It’s one of the last things a newly appointed football manager wants: shortly after arriving a key player is sidelined. Beyond winning games, managers need a healthy squad, yet many in the medical world say injuries often rise when a new coach and backroom team arrive.
Physiotherapist Ben Warburton, who has worked with Cardiff City academies and Wales rugby, says the phenomenon is well known. Players eager to impress may under-report niggles and train through minor issues, which can then become more serious injuries. Changes in training type can also be a factor: if a new manager increases gym work or shifts conditioning drastically, players unused to that load may get injured.
Ben Dinnery, founder of Premier Injuries, points to several contributing factors: unknown individual injury histories for players the new staff inherit; increased fatigue if a manager pushes to get immediate results; and the psychological pressure on players to perform and secure places in the team. All can raise injury risk.
There are notable examples. When Jürgen Klopp joined Liverpool in 2015 and emphasized high-intensity football, the squad suffered more than 20 distinct injuries in his first three months. Criticism followed that the new regime contributed to hamstring problems. Klopp and others have disputed single-cause explanations, noting fixture congestion and external factors also play a role.
Academic research supports a link between staff changes and injuries. A UEFA Elite Club Injury Study (2023) asked 14 men’s teams to report staff changes and hamstring injuries and found that managers bringing their own fitness or performance coaches coincided with a threefold increase in hamstring injuries. A 2020 study of Turkish Super Lig clubs reported injuries more than doubled in the first two weeks after coaching changes.
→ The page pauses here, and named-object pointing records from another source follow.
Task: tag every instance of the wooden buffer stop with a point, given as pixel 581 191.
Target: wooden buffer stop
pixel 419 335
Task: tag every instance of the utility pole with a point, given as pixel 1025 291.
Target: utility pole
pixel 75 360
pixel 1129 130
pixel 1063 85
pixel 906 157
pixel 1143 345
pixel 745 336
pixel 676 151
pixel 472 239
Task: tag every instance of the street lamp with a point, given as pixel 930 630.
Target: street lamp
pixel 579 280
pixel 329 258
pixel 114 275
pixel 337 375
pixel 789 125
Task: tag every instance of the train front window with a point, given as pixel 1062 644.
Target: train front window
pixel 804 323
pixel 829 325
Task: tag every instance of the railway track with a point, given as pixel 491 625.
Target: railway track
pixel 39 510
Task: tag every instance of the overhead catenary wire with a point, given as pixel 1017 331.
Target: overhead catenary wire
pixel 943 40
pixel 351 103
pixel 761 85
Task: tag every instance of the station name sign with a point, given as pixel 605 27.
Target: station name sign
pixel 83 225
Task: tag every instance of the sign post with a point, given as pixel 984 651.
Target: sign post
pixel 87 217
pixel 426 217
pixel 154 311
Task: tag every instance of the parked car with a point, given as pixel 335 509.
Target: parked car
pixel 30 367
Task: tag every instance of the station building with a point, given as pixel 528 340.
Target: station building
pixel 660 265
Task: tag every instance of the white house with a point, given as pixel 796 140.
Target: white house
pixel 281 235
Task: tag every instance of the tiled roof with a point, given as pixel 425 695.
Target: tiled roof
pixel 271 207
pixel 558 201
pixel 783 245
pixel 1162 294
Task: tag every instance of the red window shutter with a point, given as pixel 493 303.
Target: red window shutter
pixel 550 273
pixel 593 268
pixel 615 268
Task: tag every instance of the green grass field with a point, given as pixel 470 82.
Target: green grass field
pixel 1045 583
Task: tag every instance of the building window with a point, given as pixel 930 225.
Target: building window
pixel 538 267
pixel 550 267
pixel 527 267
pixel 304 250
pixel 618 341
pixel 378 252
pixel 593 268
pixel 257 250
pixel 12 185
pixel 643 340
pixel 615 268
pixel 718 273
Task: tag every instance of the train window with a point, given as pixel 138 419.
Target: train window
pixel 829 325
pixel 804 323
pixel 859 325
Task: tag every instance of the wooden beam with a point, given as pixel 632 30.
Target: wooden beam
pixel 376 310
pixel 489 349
Top clubs use GPS and other monitoring tools to track distance, speed and load in training and matches. Warburton warns of two common mistakes: training too lightly during the week, leaving matches to overload players, or training too hard and leaving players fatigued for games. Both imbalances raise injury risk. Finding the right weekly load balance is essential.
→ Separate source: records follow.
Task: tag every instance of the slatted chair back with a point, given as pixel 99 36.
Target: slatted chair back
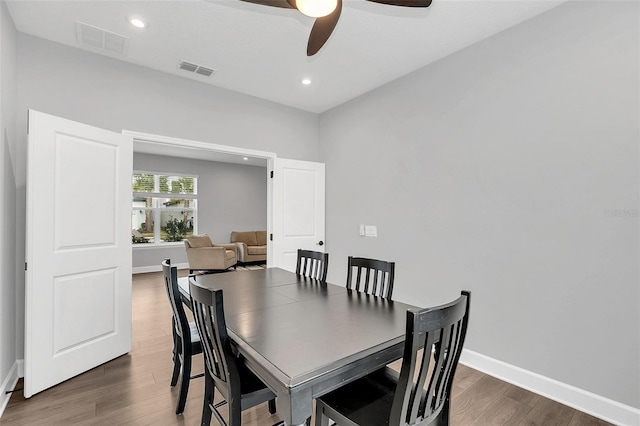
pixel 371 276
pixel 423 392
pixel 208 312
pixel 180 321
pixel 312 264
Comparing injury rates across teams is difficult because of many variables. A Premier League club playing in Europe may have over 60 fixtures in a season, while a lower-table team plays far fewer games. Dinnery highlights the need to consider injury type, mechanism (how it happened), and burden (time lost). Timing of a managerial appointment also matters: appointments during January or pre-season often bring new players from other leagues whose robustness at a higher level is untested.
For new coaching teams, the practical advice from medical staff is to avoid rapid, large changes. Warburton recommends screening players in the gym, reviewing recent GPS data, and mapping volumes across relevant metrics. The sensible approach is to replicate players’ recent loads as closely as possible for the first month or two before fully implementing a new programme. No single perfect formula exists; clubs continue to adapt to balance performance aims with injury prevention.